Beloved Father of mine deceased, to think that thou shouldst become my misfortune! Viewed ideally, I have conquered; I deserved to — but my name is Søren.

But I shall put up with it — O my God, "gladly and thankfully" — put up with the bad temper of impotence. But it is another question whether the Danish people is well served by this labor to make it ridiculous, ridiculous in the eyes of every other nation which learns to know that this is a people among which the only argument used against mind and spirit is...that a man is called "Søren."


So I repeat: "This must be said: by ceasing to take part (if usually thou dost) in the public worship of God, as it now is, thou hast constantly one guilt the less, and that a great one." Whoever thou art, beware; thou surely wilt not come into eternity, if thou dost not take the matter of religion more seriously than by contenting thyself with an optical illusion as thy divine worship and taking part in treating God as a fool. Not for the sake of this life do we have religion, in order to get through this life happily and well, but it is for the sake of the other life. In this other life lies the seriousness of religion. And from the other world is addressed to thee as well as to me the Word of God: "Be not deceived, God will not sjuffer Himself to be mocked." No, He will not suffer Himself to be mocked, He will not endure eternally what He does not by His omnipotence prevent from occurring in time, that under the name of divine worship men get exactly the opposite from that which Christianity is in the New Testament. And the fact that this has come about slowly and sneakingly in the lapse of centuries may excuse but it will not help thee. Above all then, let not thyself be deluded by the priests. Believe me, or merely look an instant, impartially, at the New Testament, and thou wilt see that Christianity did not come into the world in order to assure the priests of a flourishing and agreeable business as their livelihood, and to tranquillize thee in thy natural state; but that, with the renunciation of all things, it came into the world in order by the terrors of eternity to tear thee out of the tranquillity in which thou naturally art.

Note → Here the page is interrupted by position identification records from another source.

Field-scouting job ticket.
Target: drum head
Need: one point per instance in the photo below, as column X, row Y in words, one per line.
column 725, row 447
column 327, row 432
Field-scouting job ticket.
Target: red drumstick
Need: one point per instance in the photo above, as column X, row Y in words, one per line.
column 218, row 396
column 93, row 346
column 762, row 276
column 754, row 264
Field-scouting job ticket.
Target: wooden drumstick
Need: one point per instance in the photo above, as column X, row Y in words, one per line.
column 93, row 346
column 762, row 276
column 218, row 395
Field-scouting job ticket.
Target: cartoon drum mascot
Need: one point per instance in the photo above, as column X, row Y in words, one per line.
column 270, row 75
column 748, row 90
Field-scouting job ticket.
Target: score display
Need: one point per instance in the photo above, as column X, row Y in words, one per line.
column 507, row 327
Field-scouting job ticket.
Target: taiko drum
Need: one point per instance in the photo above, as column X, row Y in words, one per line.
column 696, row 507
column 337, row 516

In what has occurred up to this time there is only one thing which makes me shudder; and I shudder again when I reflect upon what I know, that even when I speak of this I shall not be understood.

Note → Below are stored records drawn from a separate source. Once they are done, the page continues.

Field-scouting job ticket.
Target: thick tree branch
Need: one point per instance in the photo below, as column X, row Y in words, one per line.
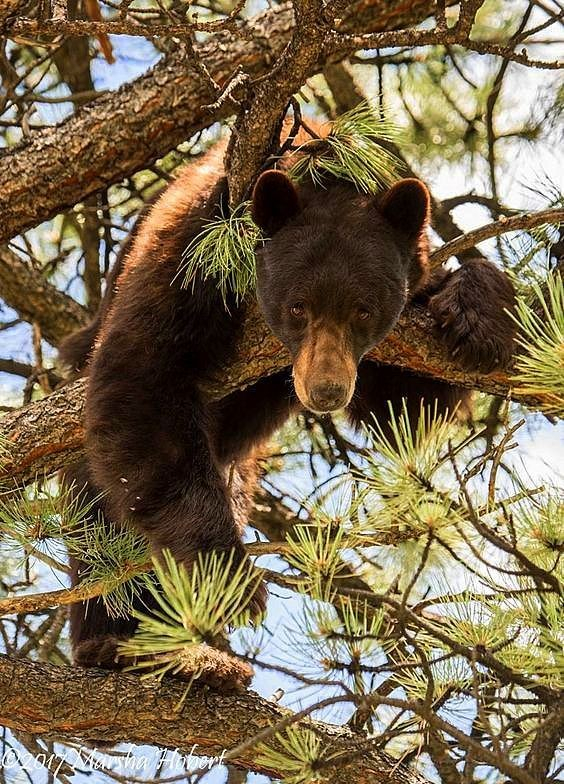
column 123, row 131
column 456, row 246
column 48, row 434
column 65, row 704
column 29, row 293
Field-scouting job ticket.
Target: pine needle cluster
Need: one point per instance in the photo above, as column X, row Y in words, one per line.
column 540, row 364
column 355, row 151
column 224, row 251
column 191, row 608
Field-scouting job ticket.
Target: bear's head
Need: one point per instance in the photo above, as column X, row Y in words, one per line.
column 335, row 274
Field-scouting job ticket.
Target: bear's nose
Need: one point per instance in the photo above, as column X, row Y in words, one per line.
column 328, row 396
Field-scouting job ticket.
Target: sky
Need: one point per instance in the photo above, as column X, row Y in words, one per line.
column 541, row 445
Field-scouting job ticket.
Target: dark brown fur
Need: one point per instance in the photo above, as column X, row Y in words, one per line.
column 161, row 454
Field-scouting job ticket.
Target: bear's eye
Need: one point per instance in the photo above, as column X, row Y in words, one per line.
column 297, row 310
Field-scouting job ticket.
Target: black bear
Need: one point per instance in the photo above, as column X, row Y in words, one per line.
column 333, row 278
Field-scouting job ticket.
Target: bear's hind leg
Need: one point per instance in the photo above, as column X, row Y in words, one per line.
column 470, row 307
column 95, row 633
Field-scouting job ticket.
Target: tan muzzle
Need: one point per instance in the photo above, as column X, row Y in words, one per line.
column 324, row 370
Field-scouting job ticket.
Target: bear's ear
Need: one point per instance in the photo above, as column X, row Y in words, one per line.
column 407, row 206
column 275, row 201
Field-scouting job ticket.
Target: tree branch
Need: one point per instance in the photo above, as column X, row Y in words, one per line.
column 124, row 131
column 64, row 704
column 554, row 216
column 48, row 434
column 26, row 290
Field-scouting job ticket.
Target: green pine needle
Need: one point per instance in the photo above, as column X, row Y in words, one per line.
column 115, row 556
column 540, row 368
column 296, row 756
column 353, row 151
column 194, row 607
column 225, row 251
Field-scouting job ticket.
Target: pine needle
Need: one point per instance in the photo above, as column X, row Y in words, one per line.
column 353, row 151
column 193, row 607
column 225, row 251
column 540, row 368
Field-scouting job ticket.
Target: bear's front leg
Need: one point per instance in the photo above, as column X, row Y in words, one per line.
column 470, row 307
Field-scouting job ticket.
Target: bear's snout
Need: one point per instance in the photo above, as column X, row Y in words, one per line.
column 329, row 396
column 324, row 368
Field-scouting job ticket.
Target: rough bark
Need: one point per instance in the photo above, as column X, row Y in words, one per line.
column 125, row 130
column 92, row 705
column 10, row 8
column 48, row 434
column 28, row 292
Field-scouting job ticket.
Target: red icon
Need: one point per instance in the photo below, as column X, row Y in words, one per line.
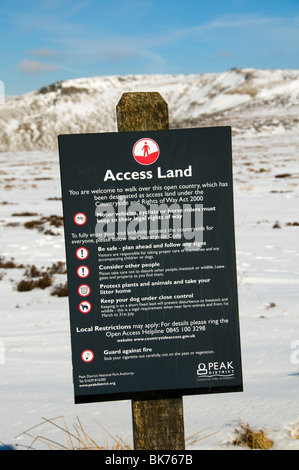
column 85, row 306
column 84, row 290
column 87, row 355
column 82, row 253
column 83, row 271
column 146, row 151
column 80, row 218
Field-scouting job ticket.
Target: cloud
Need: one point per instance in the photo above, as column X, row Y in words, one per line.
column 33, row 67
column 45, row 52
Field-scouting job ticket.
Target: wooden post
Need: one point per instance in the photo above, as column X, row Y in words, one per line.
column 157, row 424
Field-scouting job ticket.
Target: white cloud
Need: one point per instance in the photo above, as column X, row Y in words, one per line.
column 45, row 52
column 33, row 67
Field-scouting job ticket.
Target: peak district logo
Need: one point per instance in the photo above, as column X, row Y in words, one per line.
column 146, row 151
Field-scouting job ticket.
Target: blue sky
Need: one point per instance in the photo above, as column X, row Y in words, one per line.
column 43, row 41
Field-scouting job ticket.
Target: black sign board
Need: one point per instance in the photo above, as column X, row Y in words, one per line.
column 150, row 247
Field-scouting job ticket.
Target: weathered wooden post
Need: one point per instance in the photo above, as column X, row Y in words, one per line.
column 157, row 424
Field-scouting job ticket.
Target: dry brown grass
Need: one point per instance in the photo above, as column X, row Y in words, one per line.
column 252, row 438
column 75, row 438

What makes me shudder is this. While my life, though it is weak in comparison with the glorious ones who have lived, expresses nevertheless the thought of fighting for eternity with anxiety for the salvation of one's soul, I stand surrounded by contemporaries who at the very most are interested in this as "the public." In a fleeting way a man perhaps allows himself to be gripped by what I say, the next instant he judges it aesthetically, the next instant he reads what is written against me, then he is curious about the outcome, etc., etc.; in short, he is "the public." And not to any one of them does it occur that by being men they are subjected to the same conditions as I am, that they too must expect an accounting of eternity, and that one thing is certain, that eternity is closed to everything which in this life has no will to be more than "the public" — "just like the others." This makes me shudder, that these men are living in the notion that it is I who am in danger, whereas after all, eternally understood, I am much less in danger than they, inasmuch as I am fighting for eternity. And I shudder again when I reflect that this goes on in "Christendom," that these contemporaries therefore are a community of Christians which has 1000 teachers sworn upon the New Testament — and then the truth is that these teachers have no vaguest notion of what Christianity is. This is horrible. It is horrible for me to be in such a degree in the right in what I say, when I say that Christianity does not exist at all, and when I state how this fact hangs together with the preaching of Christianity by the "witnesses to the truth."

Translator's Footnotes

65Referring to an article in the first of these journals, on the date of May 30, which exclaims, "Poor, wretched Søren, that thou shouldst come to such an end!" and to the letter of May 31, which compares the boy Søren to the grown man.

66See the last Article in the Fatherland.